Outrageous, I blame the government. Scrap that, I blame global warming. Except, wait a minute; what is wrong with being acquired? Isn’t that the point for many entrepreneurs? To build brands and then sell them?
This sort of research is meaningless because it lacks a usable lesson. What does it say? Maybe, “turn down that next multi-million dollar contract Mr or Ms Minnow. You can’t handle it.” I am sure it’s not meant to come across as condescending but the problem is that it does.
Yes, recruitment companies haven’t done well in down turns; yes, companies come and go; yes, companies need to manage the challenges of growth. Blah, blah, yes, but so what? It’s not only small companies, it’s large ones that don’t stand the test of time either – perhaps something for their next piece of research.
Try this fact. Out of the 500 companies in the Fortune 500 in 1957, only 74 remained over four decades later. What does that say? Perhaps that uncertainty is the only certainty we have and that the sooner we embrace that truth the sooner we can get on with it rather than overanalyse it.

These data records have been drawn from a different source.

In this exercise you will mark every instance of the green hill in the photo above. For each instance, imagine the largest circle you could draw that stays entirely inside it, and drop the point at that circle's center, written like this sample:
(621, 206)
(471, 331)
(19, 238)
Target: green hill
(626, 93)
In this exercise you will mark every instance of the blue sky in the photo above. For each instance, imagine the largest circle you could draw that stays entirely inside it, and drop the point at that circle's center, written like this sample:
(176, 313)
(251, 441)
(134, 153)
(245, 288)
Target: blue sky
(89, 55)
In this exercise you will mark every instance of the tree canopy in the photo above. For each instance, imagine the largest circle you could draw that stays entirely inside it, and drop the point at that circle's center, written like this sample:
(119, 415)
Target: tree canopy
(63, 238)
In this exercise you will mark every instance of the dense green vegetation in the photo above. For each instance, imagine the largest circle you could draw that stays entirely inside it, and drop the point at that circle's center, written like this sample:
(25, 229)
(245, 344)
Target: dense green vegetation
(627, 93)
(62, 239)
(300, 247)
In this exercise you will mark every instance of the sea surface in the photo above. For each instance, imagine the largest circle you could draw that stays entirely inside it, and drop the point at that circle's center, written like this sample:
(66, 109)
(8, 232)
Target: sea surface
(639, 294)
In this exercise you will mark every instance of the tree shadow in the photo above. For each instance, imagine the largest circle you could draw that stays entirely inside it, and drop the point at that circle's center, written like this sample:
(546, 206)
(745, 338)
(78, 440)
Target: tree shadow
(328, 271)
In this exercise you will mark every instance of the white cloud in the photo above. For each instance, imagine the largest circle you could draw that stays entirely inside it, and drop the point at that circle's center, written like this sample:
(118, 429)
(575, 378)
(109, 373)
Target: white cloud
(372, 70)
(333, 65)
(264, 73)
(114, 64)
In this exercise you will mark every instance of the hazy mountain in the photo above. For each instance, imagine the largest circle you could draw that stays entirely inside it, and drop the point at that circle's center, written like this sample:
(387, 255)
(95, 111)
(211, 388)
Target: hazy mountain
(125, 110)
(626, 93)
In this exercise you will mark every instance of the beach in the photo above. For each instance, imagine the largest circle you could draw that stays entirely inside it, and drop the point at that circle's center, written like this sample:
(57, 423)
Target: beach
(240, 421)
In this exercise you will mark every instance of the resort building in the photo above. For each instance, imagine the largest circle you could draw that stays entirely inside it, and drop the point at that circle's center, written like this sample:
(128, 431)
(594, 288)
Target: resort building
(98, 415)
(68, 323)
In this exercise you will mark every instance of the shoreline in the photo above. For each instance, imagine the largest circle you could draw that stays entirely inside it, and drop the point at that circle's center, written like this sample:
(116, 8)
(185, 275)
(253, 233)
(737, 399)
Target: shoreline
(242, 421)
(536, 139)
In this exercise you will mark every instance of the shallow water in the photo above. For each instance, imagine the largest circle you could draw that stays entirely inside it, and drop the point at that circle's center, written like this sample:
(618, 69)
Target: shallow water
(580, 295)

So, rewind. How about a few facts that entrepreneurs can do something with:
- Growth is good. It is the driver that spurs on business and builds successful capitalist economies. Forgive me, but last time I looked the planned economies of the Soviet Union were as redundant as this survey. Entrepreneurs aren’t King Canute. They need to meet the challenges of growth not turn them away.
- Businesses have ups and downs. Key is, how able are you to make hay while the sun shines, and to survive the winter when it doesn’t. That means building better businesses while you grow. As General Patton said: “A good plan executed violently now is better than a perfect plan executed next week.”
- Risk is all around you. It’s not just fast growth companies that face risks, it is all startups. That is why they are such precious resources that need to be given every level of encouragement they can to survive.
It will be entrepreneurs themselves that decide how much success they can handle. So, my advice, for those that might want it, is go for growth and enjoy the ride.
Drive it with the furious determination of a Formula One driver and make the most of the time you have to build the business you deserve. In the end we all face a bit of time in the pit so enjoy it while it lasts.